You don't need CAP to prove this. Consider a conflict with two concurrent claims of the same name. In such a situation you need to choose 1 of the two candidates for the name, which forms a total ordering on name claims. But any ordering that is not time based can be gamed (say it was sorting by public key, the "smallest" public key could claim all names retrospectively). But if it is time based then special relativity tells us that there is no universal ordering of space-like separated events. This implies the claims can't be space-like separated, which means you need consensus.

I think we agree there are many different possible identity solutions. What I'm saying is that I don't think any of these need more support from ipfs itself (with the possible exception of externally signing objects with keys not exposed to ipfs).

On the users' device.

This is not allowed under our threat model, because it leaks the social graph to anyone who gets access to the data on your device.

If the only way for users to share private data with each other via IPFS (a common request) is for them to utilize Peergos then we've basically added another dependency to IPFS which I think is a mistake.

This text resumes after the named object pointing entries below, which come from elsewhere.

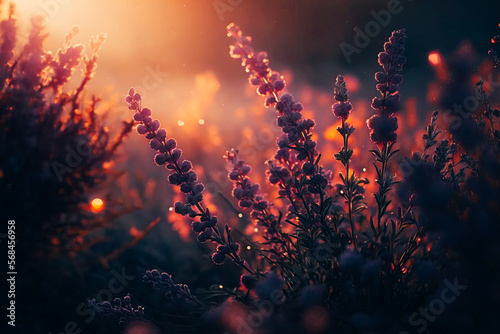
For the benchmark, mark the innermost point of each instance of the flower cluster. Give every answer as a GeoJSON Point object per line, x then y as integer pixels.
{"type": "Point", "coordinates": [342, 107]}
{"type": "Point", "coordinates": [384, 124]}
{"type": "Point", "coordinates": [163, 283]}
{"type": "Point", "coordinates": [183, 175]}
{"type": "Point", "coordinates": [167, 153]}
{"type": "Point", "coordinates": [249, 196]}
{"type": "Point", "coordinates": [296, 130]}
{"type": "Point", "coordinates": [269, 83]}
{"type": "Point", "coordinates": [118, 309]}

IPFS is a platform for public data at the moment. If ipfs wants to handle cases like this (that can't be solved with a simple network level ACL) then it needs to focus on privacy first, as I discuss in the other proposal.

This is not allowed under our threat model

That's fine and other application developers don't have to agree that your threat model makes sense for their use case (some may think it's not stringent enough, others may think it imposes too much). If Peergos doesn't want to utilize some of the functionality supported by IPFS why should it have to? On the other hand stifling innovation because it does not fit the Peergos threat model is an unreasonable restriction on the IPFS community.

IPFS is a platform for public data at the moment

So we agree on one of the problems

then it needs to focus on privacy first

But we disagree on which solution is more important to get to first. Adding request anonymity in DHT requests is insufficient to help with general F2F use cases and therefore I'd like ACLs prioritized over anonymity. However, given that those cases don't fit your project's threat model you'd prefer that they be deprioritized.

I agree with you that network level ACLs are simple and can be done in parallel with privacy. That's why I added the caveat "(that can't be solved with a simple network level ACL)"

My strong recommendation for network level ACL is to copy what wireguard does (the model fits perfectly with IPFS).